De eso hablamos cuando hablamos de un patriarcado hegemónico que es urgente deconstruir, porque, aunque ellos no lo crean, también los degrada. Necesitamos seres humanos y, sobre todo, hombres que puedan dominar sus pasiones porque reconocen la absoluta dignidad del otro, valoran su existencia. Que sepan que las mujeres no son objetos de uso y que su pasión, su compulsión, puede ser servicio, generosidad, amor o poesía, no solo posesión.

Para ello está la cultura, la educación. Ese cerebro reptil debe ser domesticado con amor, con sentido de humanidad, con apego a la ley. Debe ser civilizado, someterse a la civilidad, haciendo que algo lo anime a ser una persona que cumple con sus deberes de ciudadano. Debe saber que respetar las leyes contribuye al funcionamiento correcto de la sociedad y al bienestar de los demás miembros de la comunidad.

También necesitamos madres y padres que valoren y cuiden a sus hijos, para que puedan amar. Necesitamos autoridades que sean respetables y ejemplares. Necesitamos un gobierno y una política que impida que las privaciones o el exceso se conviertan en violencia, menos en violencia contra lo más íntimo del otro. Leyes justas, no solo para unos, como el servicio militar, diseñado para que solo los más pobres cumplan la obligación. Necesitamos instituciones castrenses en las que la educación esté centrada en el respeto a esos seres que son obligados a ir a la guerra en el mejor momento de su juventud. Que no sea el grito, el castigo ni la ofensa a su autoestima la manera de formar el carácter.

Necesitamos un Ministerio de Educación que se sienta interpelado por estos hechos, repetidos a lo largo de la historia, casi siempre contra las poblaciones más vulnerables y muy especialmente contra los pueblos étnicos. Nadie nos dijo en la escuela que las poblaciones afro, indígenas y rom son culturas valiosísimas que enriquecen nuestra vida, nuestra cultura, nuestra idiosincrasia. Vivimos en un país racista y no hay una política de fondo que nos permita reconocer y valorar la diferencia. Por el contrario, la odiamos o la eliminamos.
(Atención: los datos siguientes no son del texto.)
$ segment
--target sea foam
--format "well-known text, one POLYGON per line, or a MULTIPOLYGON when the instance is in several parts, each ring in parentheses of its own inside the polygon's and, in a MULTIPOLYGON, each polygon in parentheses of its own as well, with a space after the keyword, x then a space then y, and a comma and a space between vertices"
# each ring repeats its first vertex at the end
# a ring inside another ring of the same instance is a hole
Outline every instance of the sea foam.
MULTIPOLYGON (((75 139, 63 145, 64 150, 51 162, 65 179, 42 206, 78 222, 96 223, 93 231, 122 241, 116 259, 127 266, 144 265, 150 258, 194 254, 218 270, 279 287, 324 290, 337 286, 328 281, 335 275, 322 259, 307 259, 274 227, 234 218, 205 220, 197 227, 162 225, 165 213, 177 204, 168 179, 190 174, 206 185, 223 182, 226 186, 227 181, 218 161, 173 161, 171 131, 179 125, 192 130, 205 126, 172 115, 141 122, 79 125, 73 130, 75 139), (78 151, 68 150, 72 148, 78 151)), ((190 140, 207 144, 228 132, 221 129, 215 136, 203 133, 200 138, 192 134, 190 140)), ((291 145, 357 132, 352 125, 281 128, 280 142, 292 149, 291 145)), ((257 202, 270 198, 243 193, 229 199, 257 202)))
Pobres jóvenes bárbaros, que en un segundo de su existencia, desconocido para nosotros, también perdieron la vida. Propongo que, ante el juicio y el señalamiento, alguien se preocupe por arrojar una luz que les permita reconocer el horror perpetrado, hacer contrición de corazón y apegarse a algo que les conceda ser algún día hombres respetables. Que alguien les pregunte por los sueños que tenían para ver si ahí hay un lugar al que puedan atar su redención.

 

[1] Dato de julio de 2019.

[2] Tomado del texto ‘Monos nos sacude desde todos los flancos‘ de Pedro Adrián Zuluaga para la revista Arcadia.


*Lucía González es comisionada de la Verdad.